An honest look at the three most common ways Mac users warm their screens — and where each one falls short.

All three warm your screen; only some warm every screen.
f.lux
f.lux pioneered automatic evening warming and is free. It gradually shifts color temperature as the sun sets and offers deep customization.
Its weak spot on modern Macs is multi-display consistency — coverage of external monitors can be uneven depending on your connection and OS version.
Lunar
Lunar is a powerhouse for brightness and hardware (DDC) control across monitors, and it's genuinely great at what it does. But it's built around brightness and per-monitor tuning, carries a learning curve, and costs around $23.

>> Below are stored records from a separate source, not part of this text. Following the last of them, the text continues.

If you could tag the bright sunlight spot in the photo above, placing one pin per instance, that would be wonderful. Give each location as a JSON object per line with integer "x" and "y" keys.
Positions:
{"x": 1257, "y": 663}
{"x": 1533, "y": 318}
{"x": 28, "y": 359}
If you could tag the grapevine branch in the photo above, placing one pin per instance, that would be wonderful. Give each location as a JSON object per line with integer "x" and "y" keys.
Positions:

If your core problem is simply "warm every screen equally," it's more tool than you need.
Nightwarm
Nightwarm does one thing on purpose: apply a single warmth value to all connected displays at once, on a schedule, with zero setup. Native, notarized, no accounts, one-time $14.
It's the smallest possible fix for the exact Night-Shift-only-warms-one-screen problem.
Which should you pick?
Want maximum control and don't mind complexity? Lunar. Want a free, highly configurable classic? f.lux. Just want every display warm and matched with nothing to think about? That's Nightwarm.